My guess is that this "rule" only applies to dual core systems, and not true multi-cpu. That is, multiple-cores on one die opposed to multiple separate chips. Furthering speculation I would imagine this is due to a dual-core system having a much lower latency compared to multi-chip setups due to intercommunication being handled right on the die. Since there's less time spent "working" on communication, there's more free time for actual compilation, which means things get done quicker and the end result is still waiting for things to do unless you have enough queued up to go.
Mult-core is the same (99+%) the same as multi-proc, most implentations are sharing the external bus (Intel), or connected to the crossbar switch in AMD. Core2Duo since it shares the L2, it can snoop and talk with the 2nd core w/o bus cycles basically on the pins. But before the dual cores were connected to the same IO pins as if they were seperate.
Now while none of this is what you're proposing, I personally think having more "makes" running for one program is better than having multiple program compilations going. Unlike CPU and RAM speeds, hard drive performance hasn't increased much over the last decade or so. To be sure capacity has skyrocketed, and new technologies exist that are indeed faster, but comparatively speaking your bottleneck is still disk I/O. With parallel compilations of a single package, you have the initial package decompression, configuring, and so on all the way through installation, but the main section (compilation) is largely done in memory (on systems with sufficient ram to allow). Unfortunately there is still sufficient enough disk I/O going on that if you were to toss in a second (third or even fourth) package being compiled any performance gains would likely be negated by the degraded disk I/O. I think, even at best, you would only be able to attain the same performance as a system with a properly set -j flag. Remember, the recomendations in make.conf aren't laws, merely guidelines for what will be sufficient for most people.
On say, my system 3.15Ghz Core2Duo 2GB box. 4MB cache, The system was barely paging with the above mentioned MakeOpt. But you remined me of something I was going to discus and forgot.
A backage build is more than compiling. And I will say ST here loosely as at a very fine grain, interrupt handling could be on a 2nd proc, but that doesn't chage the overall process. And yes you can have mutiple threads badly written, or an algorythm just didn't need to be multithreaded to create speed gains, but I digress.
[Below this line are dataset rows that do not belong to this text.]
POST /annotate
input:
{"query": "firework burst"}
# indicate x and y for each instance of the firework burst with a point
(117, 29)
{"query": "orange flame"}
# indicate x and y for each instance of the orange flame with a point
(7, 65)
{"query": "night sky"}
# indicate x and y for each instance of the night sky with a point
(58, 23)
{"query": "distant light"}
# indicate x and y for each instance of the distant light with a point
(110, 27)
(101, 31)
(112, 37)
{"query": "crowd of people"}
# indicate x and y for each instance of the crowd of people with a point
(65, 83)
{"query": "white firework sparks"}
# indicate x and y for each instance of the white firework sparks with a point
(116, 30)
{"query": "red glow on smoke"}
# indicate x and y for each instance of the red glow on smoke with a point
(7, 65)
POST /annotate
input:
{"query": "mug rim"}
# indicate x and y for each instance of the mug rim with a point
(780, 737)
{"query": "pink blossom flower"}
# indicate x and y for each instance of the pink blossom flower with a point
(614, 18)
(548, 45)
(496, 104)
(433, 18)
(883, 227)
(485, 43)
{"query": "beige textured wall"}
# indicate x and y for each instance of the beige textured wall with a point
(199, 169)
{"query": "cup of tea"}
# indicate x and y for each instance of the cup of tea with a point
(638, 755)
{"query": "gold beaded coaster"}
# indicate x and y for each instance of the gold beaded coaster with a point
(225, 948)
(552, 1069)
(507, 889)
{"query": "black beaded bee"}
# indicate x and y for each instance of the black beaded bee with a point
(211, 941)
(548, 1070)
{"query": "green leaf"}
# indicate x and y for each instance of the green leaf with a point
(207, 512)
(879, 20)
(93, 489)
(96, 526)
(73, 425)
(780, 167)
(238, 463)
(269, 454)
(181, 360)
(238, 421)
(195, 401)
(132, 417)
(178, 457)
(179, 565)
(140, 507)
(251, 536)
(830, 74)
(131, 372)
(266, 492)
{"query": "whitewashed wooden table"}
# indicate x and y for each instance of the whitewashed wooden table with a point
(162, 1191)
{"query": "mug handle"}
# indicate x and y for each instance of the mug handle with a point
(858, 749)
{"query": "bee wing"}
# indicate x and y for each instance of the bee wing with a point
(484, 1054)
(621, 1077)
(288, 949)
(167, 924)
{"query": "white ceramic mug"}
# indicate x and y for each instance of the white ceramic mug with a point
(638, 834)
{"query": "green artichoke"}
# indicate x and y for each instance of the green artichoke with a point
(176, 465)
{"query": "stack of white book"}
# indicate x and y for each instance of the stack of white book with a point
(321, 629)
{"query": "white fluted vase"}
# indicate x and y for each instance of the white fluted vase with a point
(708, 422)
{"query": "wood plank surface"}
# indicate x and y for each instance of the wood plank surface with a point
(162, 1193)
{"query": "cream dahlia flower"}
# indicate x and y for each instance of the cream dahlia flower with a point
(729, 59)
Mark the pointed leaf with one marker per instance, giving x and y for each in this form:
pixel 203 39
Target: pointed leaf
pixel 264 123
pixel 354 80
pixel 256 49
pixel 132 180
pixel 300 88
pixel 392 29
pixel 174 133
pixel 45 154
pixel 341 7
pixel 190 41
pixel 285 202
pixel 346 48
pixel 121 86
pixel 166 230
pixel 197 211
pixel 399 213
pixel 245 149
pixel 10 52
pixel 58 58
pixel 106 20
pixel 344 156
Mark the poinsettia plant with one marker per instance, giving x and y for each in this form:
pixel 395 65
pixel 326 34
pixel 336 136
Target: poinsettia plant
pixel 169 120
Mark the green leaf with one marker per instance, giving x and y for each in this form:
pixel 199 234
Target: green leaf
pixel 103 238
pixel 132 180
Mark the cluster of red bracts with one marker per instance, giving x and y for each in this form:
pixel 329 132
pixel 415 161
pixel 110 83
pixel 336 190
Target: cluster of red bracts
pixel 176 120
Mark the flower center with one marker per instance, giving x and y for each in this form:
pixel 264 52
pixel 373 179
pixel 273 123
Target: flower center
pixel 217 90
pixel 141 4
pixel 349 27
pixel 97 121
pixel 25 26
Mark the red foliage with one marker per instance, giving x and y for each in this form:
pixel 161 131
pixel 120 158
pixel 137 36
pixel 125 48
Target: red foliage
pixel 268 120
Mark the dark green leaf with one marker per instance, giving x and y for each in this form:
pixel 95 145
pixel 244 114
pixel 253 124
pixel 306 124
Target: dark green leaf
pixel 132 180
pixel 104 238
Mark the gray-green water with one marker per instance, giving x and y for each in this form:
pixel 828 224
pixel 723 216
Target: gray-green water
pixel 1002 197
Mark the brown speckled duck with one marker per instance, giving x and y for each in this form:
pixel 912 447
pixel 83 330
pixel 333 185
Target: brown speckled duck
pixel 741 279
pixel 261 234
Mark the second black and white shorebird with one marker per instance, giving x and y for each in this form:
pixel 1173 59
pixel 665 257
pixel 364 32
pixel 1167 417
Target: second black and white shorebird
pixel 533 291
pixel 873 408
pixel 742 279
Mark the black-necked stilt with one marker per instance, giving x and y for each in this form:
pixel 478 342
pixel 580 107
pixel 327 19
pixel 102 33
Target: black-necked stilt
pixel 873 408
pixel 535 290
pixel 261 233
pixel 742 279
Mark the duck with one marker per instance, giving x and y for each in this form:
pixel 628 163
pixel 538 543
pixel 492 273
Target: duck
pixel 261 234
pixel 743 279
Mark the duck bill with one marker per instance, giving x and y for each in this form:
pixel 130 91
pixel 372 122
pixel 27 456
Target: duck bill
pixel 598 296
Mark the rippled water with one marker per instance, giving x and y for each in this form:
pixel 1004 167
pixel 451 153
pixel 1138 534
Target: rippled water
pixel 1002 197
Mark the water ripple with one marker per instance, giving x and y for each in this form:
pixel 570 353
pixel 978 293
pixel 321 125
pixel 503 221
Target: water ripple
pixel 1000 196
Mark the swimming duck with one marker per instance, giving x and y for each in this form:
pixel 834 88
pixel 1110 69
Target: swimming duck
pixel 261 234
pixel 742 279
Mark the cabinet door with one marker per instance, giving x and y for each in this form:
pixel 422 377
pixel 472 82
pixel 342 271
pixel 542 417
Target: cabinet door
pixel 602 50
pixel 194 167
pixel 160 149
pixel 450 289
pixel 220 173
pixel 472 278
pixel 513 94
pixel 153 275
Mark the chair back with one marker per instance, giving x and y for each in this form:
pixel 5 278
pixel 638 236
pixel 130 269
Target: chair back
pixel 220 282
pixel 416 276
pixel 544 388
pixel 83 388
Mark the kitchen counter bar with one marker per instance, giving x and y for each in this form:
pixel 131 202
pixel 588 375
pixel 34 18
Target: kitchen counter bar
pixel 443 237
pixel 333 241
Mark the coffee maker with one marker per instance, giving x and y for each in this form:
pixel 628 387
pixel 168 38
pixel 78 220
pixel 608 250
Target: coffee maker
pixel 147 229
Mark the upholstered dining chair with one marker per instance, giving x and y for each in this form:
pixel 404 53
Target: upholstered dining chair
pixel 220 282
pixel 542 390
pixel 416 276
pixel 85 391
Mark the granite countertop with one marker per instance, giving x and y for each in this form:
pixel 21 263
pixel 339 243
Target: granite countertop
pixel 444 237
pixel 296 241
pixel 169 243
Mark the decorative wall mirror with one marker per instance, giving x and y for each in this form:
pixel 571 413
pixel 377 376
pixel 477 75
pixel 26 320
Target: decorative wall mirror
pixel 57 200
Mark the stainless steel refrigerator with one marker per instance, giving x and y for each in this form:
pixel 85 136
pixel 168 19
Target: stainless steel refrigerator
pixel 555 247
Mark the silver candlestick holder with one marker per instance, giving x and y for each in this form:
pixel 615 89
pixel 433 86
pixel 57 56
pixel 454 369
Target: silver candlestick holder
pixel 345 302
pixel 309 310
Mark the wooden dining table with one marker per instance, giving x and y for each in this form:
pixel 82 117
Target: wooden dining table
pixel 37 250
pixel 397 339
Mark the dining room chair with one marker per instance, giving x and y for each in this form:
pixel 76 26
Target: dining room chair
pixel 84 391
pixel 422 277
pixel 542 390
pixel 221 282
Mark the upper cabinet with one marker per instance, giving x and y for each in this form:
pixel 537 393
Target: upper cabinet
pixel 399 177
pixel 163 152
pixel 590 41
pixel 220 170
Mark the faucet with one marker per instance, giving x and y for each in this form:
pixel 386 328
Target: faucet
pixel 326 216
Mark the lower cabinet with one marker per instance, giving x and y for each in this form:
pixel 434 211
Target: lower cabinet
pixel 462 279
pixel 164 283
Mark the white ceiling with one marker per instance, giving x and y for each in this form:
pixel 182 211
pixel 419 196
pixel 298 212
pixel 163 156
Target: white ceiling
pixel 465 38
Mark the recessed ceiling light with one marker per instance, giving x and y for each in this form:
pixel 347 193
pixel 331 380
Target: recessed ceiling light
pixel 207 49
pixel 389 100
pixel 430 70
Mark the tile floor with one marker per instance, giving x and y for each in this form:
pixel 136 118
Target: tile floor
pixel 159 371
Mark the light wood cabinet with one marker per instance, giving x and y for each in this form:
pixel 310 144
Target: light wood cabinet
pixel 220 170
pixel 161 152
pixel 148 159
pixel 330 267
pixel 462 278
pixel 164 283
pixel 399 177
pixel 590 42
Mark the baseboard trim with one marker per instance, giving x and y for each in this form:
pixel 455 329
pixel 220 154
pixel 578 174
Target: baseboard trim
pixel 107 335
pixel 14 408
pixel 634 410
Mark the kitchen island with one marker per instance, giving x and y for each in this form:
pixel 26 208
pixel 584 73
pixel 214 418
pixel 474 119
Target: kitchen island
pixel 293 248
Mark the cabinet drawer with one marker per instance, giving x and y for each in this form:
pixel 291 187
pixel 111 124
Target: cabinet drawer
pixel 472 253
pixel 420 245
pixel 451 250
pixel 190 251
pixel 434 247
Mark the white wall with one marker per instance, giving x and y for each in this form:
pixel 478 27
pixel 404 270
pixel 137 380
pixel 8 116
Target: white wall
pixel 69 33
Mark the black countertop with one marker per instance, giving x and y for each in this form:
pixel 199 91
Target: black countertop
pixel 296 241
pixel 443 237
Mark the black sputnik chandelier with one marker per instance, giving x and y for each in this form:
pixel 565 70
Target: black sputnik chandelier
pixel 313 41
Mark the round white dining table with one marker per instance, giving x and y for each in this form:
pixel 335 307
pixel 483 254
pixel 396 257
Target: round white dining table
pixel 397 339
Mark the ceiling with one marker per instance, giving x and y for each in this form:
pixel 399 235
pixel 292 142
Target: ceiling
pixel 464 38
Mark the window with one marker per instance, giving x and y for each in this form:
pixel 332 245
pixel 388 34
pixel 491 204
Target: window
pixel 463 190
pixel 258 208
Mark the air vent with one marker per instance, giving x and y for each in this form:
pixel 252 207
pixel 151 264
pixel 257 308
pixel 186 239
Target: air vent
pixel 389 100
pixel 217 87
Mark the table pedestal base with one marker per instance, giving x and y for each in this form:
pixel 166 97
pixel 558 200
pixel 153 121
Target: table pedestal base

1) Source download. (Single )
2) Source expansion (Single threaded) (Not to bad speed wise)
-- #3 can take a good portion of the time in a medium sized package.
3) Automake, Auto config, ./config... (again single threaded)
4) Compilization, (single threaded process)
5) Link step
6) Pkg compression.
7) Install.
8) Portage DB work.

Now with all these linear processes, that chain together to form a 'job'/'batch', They may not 'sit' on a proc, but once scheduled for the timeslice its on a proc, idling the other. DistCC speeds up step #4, yes on BIG compiles it can cut down on compiles, but the rest of the batch is still linear.

Which package was it that drives me nuts. GTK+? Making some files, the program xslt<someting> 100% cpu, single threaded and nothing else getting done for a great number of minutes, where as if the ebuilds where chuggling along on the other processor, things could be moving forward and please don't mention about some use flag, that's not the main point.

Package installation is a linear, date in, process, data out, into another process, munge that data, output result. By emerging X non-depedant builds together we can bring back some multi-tasking to this process.
Two final things however: An offshoot of your idea would be a version of portage that continues a merge even when a package fails. For example, it peeves me to no end when I setup my machine to update overnight, and it bops out two or three packages in wasting a good nights compile. It would be incredibly lovely if portage could detect A) the failure B) continue on with the emerge command removing any packages that depended on the failed compile. Atleast that way SOME of the work would get done without a total waste.
Yes I have been bitten by this too. Always seems to be 10 mins after you walked away from the monitor, no matter how long you sat there watching it.